Its benchmark index, the Hang Seng, has been wallowing for two years, slumping from more than 32,000 points in February 2018 to around 26,000 this week.
Hongkongers also appear to have been voting with their feet as well as their wallets.
The territory’s population was already showing signs of levelling out, or even shrinking, before the law came into force.
It shrank by a little more than 6,000 people between the middle of last year and the end of the year, leaving a little more than 7.5m people living in the territory, according to Hong Kong’s census and statistics department.
The rate of growth has been slowing for a decade, falling from rates of close to 3% in the late 1990s, shortly after the UK handed the territory back to China in 1997, to less than 1% in more recent years.
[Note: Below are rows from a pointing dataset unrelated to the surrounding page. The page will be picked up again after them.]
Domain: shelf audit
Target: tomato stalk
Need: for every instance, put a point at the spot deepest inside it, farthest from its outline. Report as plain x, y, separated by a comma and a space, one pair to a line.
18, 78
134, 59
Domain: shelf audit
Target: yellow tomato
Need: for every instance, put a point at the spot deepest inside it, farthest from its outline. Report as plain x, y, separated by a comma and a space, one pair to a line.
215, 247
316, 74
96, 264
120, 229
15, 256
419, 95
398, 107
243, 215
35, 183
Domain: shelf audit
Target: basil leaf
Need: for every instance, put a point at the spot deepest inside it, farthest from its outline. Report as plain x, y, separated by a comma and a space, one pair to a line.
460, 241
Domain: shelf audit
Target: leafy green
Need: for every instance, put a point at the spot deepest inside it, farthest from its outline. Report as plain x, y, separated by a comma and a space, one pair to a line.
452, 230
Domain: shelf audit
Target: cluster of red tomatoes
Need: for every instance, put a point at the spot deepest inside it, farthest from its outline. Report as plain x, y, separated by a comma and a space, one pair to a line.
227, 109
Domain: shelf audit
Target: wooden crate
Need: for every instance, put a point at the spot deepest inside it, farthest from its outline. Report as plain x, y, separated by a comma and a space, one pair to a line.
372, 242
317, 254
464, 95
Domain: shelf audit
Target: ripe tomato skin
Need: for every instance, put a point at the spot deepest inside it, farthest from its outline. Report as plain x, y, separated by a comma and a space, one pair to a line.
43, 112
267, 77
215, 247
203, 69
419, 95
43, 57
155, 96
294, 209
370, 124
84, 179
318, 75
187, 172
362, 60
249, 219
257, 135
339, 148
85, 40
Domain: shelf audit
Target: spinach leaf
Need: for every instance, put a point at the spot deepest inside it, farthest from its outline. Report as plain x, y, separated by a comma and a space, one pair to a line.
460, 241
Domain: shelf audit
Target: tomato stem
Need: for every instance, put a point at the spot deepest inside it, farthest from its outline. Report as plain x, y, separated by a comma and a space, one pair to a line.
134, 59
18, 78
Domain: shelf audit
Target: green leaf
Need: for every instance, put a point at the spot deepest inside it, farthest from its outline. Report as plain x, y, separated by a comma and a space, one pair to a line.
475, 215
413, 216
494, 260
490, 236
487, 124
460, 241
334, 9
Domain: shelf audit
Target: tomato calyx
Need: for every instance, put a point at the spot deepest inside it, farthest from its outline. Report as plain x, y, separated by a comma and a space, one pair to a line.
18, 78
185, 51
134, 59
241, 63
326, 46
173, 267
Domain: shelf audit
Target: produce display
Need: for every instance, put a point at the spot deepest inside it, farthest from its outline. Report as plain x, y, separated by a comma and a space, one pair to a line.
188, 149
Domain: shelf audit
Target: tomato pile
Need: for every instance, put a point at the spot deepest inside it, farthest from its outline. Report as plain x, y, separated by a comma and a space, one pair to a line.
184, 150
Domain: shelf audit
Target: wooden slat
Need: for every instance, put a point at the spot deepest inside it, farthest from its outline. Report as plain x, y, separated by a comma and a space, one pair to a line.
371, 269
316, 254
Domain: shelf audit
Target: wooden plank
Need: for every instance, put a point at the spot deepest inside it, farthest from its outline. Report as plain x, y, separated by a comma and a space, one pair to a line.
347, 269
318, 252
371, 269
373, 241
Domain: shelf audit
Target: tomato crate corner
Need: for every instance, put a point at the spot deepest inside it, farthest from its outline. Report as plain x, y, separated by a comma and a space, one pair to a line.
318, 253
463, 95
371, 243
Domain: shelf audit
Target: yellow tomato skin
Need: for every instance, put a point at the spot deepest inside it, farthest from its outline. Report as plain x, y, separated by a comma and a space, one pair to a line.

“There’s been a brain drain under way for over a year now, since the protest movement started and the underlying democracy deficit here, the fact that the legislative council and the chief executive of Hong Kong are not democratically elected, that is the main grievance,” Hong Kong activist investor David Webb told ABC radio on Saturday.
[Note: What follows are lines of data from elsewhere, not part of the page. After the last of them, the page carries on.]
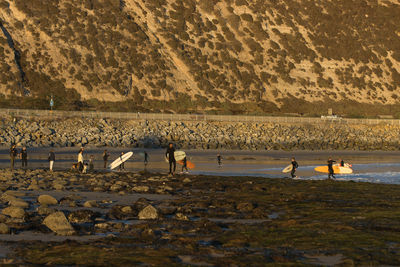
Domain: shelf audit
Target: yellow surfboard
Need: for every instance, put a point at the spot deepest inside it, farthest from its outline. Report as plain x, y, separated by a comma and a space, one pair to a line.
324, 169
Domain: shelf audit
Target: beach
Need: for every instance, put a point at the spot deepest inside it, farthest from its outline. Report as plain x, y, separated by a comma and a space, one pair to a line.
152, 219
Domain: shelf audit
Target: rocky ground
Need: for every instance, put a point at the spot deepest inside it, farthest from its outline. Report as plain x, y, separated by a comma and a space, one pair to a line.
99, 219
200, 135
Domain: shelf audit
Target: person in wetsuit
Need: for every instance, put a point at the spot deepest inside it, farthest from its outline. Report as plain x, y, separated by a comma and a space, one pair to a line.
330, 168
341, 163
171, 158
24, 157
219, 159
295, 165
105, 158
13, 154
184, 166
146, 159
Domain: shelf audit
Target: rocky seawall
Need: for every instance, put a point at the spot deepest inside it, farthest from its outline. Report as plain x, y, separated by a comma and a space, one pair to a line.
198, 135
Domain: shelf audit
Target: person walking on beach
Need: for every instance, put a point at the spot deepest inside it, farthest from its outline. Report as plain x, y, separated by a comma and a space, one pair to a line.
80, 160
52, 158
91, 164
13, 154
24, 157
184, 166
330, 168
171, 158
341, 162
105, 158
295, 165
122, 165
146, 159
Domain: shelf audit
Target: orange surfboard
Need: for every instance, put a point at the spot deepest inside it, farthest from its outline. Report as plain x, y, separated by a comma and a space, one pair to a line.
189, 164
336, 169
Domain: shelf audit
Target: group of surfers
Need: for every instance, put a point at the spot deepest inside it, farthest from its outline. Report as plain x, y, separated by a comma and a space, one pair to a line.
83, 167
330, 163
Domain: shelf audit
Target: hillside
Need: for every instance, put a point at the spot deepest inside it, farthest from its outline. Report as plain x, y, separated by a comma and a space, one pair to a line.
257, 55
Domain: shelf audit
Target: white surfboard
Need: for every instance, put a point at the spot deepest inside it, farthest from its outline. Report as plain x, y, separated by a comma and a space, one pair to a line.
345, 170
120, 160
179, 155
288, 169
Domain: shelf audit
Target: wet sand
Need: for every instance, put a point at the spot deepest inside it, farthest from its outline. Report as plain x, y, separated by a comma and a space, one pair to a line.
269, 164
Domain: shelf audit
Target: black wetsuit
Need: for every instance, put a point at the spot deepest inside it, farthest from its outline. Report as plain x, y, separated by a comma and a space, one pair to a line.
171, 159
219, 158
330, 169
105, 159
294, 167
13, 154
24, 158
184, 164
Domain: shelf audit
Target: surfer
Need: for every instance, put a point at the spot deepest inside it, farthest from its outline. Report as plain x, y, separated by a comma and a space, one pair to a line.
330, 168
105, 158
146, 158
80, 160
295, 165
184, 166
171, 158
91, 164
52, 158
13, 154
219, 159
24, 157
341, 163
122, 165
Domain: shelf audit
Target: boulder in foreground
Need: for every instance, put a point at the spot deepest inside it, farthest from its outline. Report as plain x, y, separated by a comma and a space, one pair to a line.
58, 223
148, 213
47, 200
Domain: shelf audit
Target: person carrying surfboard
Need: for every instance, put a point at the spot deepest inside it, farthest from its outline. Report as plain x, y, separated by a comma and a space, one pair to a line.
105, 158
295, 165
341, 163
51, 158
122, 165
184, 165
219, 159
330, 169
171, 158
146, 159
80, 160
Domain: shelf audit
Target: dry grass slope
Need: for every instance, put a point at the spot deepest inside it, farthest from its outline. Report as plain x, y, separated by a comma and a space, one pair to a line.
212, 54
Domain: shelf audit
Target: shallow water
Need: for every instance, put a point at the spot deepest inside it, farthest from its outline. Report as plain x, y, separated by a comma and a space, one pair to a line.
369, 166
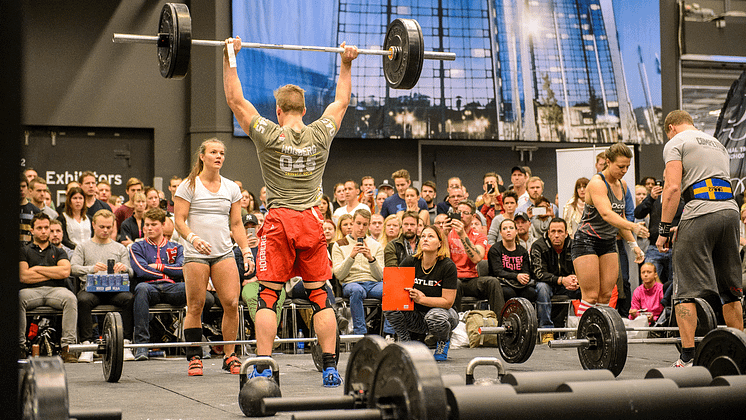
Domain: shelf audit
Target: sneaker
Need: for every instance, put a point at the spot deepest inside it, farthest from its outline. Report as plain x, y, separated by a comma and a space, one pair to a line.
266, 373
195, 366
681, 363
331, 378
68, 357
141, 353
128, 356
232, 364
86, 356
441, 352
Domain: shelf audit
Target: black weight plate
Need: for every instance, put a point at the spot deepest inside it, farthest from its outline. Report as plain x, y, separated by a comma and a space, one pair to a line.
604, 327
517, 345
408, 382
723, 352
316, 353
403, 70
361, 363
44, 389
113, 336
173, 58
706, 321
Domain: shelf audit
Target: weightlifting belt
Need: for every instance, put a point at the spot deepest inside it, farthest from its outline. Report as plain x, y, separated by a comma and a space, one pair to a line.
710, 189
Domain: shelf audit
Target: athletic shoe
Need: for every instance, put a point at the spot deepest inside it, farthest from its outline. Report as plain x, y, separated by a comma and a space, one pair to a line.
681, 363
441, 352
128, 356
266, 373
232, 364
141, 354
86, 356
195, 366
331, 378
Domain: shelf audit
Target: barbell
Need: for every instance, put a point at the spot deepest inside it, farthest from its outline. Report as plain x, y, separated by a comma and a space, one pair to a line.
602, 342
403, 47
111, 346
406, 384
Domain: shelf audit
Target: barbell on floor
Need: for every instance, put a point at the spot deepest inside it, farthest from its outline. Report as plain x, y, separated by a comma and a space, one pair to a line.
406, 384
403, 48
112, 346
603, 336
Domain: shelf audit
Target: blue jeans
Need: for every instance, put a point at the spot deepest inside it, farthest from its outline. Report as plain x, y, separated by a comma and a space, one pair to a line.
149, 294
662, 262
358, 291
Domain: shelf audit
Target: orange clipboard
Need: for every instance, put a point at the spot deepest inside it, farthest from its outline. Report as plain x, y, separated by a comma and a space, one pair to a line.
395, 279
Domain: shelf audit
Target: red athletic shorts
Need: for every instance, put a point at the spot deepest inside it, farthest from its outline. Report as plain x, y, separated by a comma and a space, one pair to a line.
291, 243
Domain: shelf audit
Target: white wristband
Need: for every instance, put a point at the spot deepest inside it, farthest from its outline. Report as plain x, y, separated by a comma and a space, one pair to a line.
231, 55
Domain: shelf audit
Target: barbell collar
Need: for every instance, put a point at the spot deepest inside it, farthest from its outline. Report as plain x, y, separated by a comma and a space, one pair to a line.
153, 39
362, 414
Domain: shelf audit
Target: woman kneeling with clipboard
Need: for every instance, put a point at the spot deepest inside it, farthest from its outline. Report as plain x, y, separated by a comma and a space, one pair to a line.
433, 293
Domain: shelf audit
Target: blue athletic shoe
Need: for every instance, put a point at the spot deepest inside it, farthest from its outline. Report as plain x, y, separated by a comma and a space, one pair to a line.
266, 373
441, 352
331, 378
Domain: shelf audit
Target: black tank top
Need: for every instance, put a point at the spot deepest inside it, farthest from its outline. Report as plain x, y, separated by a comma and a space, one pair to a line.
593, 224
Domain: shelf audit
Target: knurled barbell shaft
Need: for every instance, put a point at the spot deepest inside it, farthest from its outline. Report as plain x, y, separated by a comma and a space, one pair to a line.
581, 342
502, 330
75, 348
153, 39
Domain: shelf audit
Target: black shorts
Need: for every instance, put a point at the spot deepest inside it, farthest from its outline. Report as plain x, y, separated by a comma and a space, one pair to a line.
584, 244
706, 259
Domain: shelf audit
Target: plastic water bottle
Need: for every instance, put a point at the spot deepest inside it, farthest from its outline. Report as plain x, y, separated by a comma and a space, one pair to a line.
300, 346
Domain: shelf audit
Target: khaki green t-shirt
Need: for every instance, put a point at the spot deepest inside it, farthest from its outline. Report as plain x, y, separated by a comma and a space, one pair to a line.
292, 163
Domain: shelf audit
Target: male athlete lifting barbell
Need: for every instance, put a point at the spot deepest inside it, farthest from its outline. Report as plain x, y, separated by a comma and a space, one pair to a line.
291, 242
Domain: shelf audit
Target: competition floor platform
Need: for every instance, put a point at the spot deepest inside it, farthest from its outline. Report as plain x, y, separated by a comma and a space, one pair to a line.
160, 388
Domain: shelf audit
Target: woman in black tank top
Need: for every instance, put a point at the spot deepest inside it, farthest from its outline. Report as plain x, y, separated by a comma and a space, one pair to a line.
594, 248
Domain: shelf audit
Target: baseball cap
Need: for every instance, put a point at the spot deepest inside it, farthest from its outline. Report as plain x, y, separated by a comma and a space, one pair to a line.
385, 184
250, 218
518, 168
He said the communist party did not “understand the damage that they’re doing”.
“They do want to have a international capital market on Chinese soil in Hong Kong because of course the mainland capital markets are behind a wall of capital controls, that you can’t freely move money in and out of the mainland,” he said.
“Hong Kong is their only option for that right now unless you were to set up a stockmarket in Macau.
“So they do need that and I don’t think the mainland government appreciates how much these markets depend on free exchange of information and expressions of opinions, good or bad, about how the government is running the country.”
Webb has been in Hong Kong for more than two decades, making a fortune picking sharemarket winners and a name for himself exposing corporate misconduct through his website, webbsite.
He said he was staying but the national security law would make his life more difficult.
“I will probably have to self-censor some of what I might have said because of the new laws.”